While I always honour this request, I feel somehow cheated for being unable to give credit where credit is due, if you recognize that old phrase!
• • •
Here I’ll pay my respects to the late Lou Farago, who was vice-principal in Fort High during my time as a spare teacher.
We never had a more physically active teacher than Lou, who also alternated between here and Rainy River and was incredibly active in between, especially at tennis, which he played somewhere at times in the southern islands during winter holidays.
And Lou was equally renowned for his regular embarrassments, which provided lots of laugh. At one noon luncheon, he told the new school superintendent, a stranger to Lou, to leave the school restaurant and later shouted at a policeman to remove his locker-sniffing dog which was searching for marijuana!
• • •
It was great to have George Armstrong’s memory revived when I met one of his former employees, David Westram. I hope we never forget George—one of our all-time best money-makers with his gravel pit, trucks, and ready-mix cement.

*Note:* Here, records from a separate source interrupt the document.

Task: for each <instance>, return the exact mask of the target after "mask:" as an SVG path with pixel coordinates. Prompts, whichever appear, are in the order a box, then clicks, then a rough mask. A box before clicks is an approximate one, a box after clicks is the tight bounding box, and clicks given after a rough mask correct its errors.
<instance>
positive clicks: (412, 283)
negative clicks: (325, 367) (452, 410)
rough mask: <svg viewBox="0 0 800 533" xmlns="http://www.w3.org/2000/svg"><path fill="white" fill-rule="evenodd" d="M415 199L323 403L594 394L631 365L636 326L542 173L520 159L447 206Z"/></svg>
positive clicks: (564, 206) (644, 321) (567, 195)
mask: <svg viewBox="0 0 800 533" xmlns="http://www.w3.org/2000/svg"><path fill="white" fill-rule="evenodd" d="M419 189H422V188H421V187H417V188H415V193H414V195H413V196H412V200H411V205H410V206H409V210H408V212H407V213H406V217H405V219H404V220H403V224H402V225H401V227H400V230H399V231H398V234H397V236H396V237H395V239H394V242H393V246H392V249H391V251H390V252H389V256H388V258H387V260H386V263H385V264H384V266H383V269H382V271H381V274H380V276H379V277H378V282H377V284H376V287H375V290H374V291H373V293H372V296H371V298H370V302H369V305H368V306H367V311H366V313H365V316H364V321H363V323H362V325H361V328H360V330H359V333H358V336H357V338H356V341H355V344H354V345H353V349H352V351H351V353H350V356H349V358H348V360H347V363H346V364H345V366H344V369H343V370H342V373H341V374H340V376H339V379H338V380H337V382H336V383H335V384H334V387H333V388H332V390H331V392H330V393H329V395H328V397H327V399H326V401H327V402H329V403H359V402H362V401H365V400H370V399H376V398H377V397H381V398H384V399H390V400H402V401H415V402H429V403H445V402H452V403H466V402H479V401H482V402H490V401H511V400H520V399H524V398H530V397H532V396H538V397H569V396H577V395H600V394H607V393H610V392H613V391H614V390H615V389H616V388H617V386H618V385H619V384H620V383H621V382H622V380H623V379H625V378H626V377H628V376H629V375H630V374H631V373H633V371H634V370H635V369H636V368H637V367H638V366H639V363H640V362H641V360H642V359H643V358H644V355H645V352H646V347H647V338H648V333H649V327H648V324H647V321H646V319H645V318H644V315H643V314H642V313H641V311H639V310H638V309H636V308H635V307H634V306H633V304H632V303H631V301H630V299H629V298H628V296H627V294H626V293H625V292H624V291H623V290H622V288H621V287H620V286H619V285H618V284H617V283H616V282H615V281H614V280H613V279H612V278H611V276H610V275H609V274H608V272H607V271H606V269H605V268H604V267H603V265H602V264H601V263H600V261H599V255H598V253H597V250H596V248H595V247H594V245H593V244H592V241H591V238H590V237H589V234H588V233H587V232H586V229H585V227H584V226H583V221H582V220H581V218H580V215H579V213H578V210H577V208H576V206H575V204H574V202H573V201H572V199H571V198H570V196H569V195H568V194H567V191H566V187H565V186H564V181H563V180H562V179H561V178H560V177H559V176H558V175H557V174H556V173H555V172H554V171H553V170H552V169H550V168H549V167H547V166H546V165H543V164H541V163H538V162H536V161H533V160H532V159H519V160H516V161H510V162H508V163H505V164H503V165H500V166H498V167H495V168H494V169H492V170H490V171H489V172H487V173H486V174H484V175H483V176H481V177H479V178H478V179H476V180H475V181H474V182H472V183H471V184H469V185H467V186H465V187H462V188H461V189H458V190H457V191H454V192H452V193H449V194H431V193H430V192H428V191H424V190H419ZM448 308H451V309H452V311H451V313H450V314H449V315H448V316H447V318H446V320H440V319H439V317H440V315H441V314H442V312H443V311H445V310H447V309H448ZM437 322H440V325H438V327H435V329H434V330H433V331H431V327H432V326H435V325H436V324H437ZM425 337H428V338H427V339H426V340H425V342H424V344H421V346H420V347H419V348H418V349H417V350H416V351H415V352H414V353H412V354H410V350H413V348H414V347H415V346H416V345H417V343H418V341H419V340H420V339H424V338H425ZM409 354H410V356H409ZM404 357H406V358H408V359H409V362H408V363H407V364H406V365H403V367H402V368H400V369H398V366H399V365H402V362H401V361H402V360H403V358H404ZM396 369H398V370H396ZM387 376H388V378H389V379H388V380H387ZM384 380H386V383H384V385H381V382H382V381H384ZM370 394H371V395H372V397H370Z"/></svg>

Between George and older J.A. Mathieu, the lumberman, they helped our town prosper along with our paper-making.
• • •
While the Iowa hockey scene is certainly impressive, I cannot help but compare it to our own game and new rink back in the early ’50s when we owned the proudest sports town anywhere—and winning the Allan Cup can never be topped.
• • •
Apparently “Nutty” has found a girlfriend, undoubtedly because of his hoped-for career as Hollywood’s next animal movie star. Although, maybe a cat got him—the little beggar!
“Nutty” has not been around all through the holidays, so I suspect he has been overeating on all those gifts he gets. Perhaps I don’t recognize him in his new figure, possibly looking more like a young wolf than a squirrel!
If he ever gets back into shape, “Nutty” may bring his girl over to meet me before he commences his celebrated film career because he will need a manager.